CARTER COUNTY, MO (KFVS) -

If you've driven in rural parts of the Heartland, you've probably noticed all the deer on or beside the roads.

The Missouri Department of Conservation says the deer population is on the rise, which could be bad news for drivers.

State troopers say deer along roads like highway 60 can be very dangerous for drivers. They say deer collisions are becoming more and more common. It's something locals in Carter County say is concerning.

"Two or three times a week you see a lot of deer out here on the highway,” Linda Bellah said.

Numbers from the Missouri Department of Conservation show there could be more in the future.

"We’ve had a slowly increasing deer population which is what we like to see,” Conservation Agent David Baldridge said.

Baldridge says deer in Carter County are not over populated, but they're keeping an eye on the numbers, largely for drivers' sake.

"Another concern of ours in over population is deer collisions, so the safety aspect,” Baldridge said.

Numbers from the Missouri Highway Patrol show there have been 15 reported deer collisions so far this year in that section of the Heartland. However, a lot of those collisions so unreported.

Local insurance agent John Bailiff says deer collision claims account for a lot of his work.

"In my 15 years, I've seen them all, numerous claims, even deer running into the side of vehicles,” Bailiff said.

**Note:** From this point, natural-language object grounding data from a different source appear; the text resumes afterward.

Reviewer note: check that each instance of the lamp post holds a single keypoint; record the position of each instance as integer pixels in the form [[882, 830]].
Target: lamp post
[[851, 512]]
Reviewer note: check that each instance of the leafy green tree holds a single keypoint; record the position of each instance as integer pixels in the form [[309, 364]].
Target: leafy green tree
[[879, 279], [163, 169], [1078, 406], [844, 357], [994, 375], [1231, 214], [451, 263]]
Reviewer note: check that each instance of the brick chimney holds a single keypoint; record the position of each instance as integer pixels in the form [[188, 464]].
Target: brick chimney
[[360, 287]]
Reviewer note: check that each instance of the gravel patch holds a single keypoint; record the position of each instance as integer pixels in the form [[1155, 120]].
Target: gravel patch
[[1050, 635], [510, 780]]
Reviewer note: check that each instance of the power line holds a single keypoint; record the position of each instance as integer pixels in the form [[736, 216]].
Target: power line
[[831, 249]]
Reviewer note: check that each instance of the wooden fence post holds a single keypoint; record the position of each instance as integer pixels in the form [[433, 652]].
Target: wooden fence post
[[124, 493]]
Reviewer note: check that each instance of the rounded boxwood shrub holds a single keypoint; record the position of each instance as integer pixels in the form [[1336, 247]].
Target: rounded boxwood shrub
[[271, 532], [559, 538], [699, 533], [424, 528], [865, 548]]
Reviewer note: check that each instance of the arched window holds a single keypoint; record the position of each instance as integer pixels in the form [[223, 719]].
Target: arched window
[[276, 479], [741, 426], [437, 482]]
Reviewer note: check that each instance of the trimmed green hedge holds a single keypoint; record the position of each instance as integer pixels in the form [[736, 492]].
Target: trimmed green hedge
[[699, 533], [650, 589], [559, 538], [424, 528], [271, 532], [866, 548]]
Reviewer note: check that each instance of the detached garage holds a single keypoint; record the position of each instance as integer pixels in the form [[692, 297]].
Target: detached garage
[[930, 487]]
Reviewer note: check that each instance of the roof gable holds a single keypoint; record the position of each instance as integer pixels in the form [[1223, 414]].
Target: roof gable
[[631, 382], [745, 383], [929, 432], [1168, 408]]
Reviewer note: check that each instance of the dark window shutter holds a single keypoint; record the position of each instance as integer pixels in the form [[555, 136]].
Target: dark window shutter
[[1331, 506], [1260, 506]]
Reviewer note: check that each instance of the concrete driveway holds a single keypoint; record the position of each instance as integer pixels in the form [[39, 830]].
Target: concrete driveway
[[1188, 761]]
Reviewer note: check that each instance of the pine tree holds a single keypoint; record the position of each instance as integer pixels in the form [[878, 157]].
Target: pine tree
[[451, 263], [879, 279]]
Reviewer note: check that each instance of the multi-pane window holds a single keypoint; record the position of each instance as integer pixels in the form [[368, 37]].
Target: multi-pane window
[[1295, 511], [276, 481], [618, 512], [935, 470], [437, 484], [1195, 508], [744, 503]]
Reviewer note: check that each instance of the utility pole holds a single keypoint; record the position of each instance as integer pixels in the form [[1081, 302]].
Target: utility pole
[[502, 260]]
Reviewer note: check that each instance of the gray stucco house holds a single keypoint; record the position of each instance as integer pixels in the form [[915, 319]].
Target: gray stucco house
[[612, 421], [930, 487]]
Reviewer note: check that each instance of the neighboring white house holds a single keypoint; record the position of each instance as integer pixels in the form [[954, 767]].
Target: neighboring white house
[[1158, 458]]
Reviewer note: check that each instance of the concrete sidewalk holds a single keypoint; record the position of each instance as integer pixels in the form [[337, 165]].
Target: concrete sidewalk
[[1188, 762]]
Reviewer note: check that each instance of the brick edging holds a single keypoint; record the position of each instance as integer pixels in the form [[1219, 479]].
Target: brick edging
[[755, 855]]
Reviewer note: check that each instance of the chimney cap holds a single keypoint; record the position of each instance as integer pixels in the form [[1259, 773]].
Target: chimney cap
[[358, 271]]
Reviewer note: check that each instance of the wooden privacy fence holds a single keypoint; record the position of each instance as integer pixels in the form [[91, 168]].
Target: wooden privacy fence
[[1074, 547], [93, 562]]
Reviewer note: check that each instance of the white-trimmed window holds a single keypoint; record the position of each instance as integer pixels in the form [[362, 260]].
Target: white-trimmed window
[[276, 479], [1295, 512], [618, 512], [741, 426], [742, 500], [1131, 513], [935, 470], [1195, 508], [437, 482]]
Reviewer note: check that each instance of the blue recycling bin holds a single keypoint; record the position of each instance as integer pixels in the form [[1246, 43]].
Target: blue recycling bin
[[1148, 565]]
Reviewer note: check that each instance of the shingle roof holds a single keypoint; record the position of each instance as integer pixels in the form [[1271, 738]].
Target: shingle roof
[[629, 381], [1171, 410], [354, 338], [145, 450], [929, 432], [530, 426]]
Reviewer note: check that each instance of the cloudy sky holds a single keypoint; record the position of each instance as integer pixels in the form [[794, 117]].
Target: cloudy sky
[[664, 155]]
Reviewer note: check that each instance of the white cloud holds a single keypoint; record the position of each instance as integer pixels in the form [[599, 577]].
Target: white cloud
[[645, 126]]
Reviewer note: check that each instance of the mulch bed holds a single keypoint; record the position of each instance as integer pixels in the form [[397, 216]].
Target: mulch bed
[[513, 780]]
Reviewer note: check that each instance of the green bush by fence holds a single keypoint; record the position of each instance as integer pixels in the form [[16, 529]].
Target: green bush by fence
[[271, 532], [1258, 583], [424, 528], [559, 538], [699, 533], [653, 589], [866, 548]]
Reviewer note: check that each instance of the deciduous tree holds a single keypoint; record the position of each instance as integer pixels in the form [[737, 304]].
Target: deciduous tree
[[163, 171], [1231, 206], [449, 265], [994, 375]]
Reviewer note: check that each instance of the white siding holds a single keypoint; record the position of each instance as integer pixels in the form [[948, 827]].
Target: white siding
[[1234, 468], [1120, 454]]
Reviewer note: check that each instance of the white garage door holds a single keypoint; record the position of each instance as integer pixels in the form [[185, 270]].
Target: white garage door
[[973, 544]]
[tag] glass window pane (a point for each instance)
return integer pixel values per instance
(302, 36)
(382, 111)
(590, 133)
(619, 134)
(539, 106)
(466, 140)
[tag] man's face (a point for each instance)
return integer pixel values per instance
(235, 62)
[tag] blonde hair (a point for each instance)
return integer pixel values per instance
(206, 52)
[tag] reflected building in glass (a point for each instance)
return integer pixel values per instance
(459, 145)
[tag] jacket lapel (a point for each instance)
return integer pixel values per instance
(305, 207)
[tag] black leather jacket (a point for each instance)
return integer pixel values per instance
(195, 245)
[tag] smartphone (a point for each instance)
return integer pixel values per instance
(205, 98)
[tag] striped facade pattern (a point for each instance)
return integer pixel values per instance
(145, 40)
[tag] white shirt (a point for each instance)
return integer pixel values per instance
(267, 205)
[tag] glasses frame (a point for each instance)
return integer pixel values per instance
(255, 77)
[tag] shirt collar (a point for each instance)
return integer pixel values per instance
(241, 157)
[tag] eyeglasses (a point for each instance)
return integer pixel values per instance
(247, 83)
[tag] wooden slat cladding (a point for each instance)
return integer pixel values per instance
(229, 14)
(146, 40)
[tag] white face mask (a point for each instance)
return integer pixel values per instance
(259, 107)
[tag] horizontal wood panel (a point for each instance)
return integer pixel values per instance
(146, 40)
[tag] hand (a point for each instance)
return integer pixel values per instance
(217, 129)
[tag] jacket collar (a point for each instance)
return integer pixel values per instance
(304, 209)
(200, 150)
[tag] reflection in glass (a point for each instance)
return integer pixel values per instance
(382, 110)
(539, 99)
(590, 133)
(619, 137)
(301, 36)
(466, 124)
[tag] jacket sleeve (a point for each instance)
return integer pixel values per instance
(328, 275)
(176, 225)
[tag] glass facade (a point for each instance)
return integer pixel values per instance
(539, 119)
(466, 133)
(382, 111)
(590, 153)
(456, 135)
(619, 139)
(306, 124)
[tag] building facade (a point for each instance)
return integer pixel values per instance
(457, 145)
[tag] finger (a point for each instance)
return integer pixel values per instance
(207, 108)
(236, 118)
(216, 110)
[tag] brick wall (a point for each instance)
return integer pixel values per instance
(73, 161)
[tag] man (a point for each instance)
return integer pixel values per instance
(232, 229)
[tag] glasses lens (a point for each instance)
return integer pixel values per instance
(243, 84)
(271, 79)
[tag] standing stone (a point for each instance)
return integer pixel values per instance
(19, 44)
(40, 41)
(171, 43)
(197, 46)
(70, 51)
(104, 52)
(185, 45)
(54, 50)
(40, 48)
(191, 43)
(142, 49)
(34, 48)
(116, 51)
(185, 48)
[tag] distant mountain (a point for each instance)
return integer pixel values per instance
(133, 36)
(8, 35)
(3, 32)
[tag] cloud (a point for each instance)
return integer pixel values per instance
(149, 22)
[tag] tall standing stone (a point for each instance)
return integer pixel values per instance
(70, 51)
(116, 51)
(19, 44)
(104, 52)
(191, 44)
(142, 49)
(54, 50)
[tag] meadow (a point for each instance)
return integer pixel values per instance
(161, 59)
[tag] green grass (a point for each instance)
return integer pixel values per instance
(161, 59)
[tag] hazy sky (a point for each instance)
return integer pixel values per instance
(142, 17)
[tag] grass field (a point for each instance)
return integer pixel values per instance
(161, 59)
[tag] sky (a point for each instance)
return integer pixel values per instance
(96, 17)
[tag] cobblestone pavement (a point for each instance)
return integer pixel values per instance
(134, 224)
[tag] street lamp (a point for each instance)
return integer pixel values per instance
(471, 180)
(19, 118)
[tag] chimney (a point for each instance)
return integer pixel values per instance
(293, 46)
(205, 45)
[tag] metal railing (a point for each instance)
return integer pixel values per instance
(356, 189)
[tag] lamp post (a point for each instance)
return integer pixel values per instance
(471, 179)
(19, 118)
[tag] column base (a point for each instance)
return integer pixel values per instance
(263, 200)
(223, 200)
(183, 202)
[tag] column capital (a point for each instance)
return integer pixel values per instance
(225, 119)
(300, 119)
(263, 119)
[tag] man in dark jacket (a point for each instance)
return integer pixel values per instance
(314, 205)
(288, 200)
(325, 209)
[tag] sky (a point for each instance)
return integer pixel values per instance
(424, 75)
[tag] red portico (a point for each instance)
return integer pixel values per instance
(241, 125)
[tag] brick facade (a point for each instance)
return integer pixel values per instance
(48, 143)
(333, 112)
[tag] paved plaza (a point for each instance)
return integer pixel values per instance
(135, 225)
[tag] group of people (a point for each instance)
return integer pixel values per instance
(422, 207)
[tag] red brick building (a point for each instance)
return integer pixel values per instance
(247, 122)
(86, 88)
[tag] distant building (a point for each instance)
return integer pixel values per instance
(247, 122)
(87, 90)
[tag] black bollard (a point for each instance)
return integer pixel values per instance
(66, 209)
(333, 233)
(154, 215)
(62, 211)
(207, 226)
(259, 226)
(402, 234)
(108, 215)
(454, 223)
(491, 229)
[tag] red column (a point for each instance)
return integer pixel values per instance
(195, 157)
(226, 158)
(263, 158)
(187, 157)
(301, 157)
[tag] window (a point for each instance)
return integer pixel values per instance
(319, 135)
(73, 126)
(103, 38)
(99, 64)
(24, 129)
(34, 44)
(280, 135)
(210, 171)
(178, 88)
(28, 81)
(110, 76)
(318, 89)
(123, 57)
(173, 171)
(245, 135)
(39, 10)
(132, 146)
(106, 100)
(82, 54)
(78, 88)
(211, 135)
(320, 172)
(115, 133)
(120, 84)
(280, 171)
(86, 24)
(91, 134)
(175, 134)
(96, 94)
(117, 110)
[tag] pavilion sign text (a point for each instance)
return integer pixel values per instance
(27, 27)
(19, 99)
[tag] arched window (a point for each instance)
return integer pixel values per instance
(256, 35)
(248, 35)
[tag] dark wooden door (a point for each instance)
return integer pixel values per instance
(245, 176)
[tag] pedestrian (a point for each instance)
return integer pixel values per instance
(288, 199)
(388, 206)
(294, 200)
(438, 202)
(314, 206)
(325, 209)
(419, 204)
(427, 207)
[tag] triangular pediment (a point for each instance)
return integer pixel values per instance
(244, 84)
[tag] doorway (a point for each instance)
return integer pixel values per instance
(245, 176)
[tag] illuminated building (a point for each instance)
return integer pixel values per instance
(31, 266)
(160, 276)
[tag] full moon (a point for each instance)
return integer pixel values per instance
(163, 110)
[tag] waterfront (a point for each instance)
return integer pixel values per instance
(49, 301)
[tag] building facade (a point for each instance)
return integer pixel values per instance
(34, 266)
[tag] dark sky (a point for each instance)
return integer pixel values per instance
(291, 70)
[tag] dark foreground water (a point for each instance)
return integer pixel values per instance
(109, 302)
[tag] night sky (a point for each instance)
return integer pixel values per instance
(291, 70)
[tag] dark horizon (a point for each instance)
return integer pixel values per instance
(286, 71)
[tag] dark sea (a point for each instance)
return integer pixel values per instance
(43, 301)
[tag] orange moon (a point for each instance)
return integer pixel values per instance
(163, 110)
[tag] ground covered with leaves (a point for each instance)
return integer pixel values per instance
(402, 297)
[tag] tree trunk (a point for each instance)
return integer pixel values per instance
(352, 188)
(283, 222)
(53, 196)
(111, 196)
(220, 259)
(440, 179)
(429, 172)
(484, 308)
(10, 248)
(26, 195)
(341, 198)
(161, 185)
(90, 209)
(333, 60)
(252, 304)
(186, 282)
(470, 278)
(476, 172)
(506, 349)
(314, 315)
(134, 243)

Bailiff says deer collision claims come across his desk all the time.

"A lot of times the time of year really doesn't matter, deer move constantly.” Bailiff said.

That's something drivers say has them on edge, especially when driving at night or early morning.

"By the time I get home I have to peel my hands of the steering wheel."

"[It is] dangerous because we came home one night and it was foggy. There was a deer in Ellsinore right in the middle of the highway,” Bellah said.

It's a concern the Missouri Department of Conservation will address at open house meetings the summer.

"The biggest thing that the public meetings will help address is the regulation changes and how we are going to address a growing deer population in certain areas,” Baldridge said.

The meetings with the Missouri Department of Conservation will be held in Jackson on June 24th and in Van Buren on June 25th.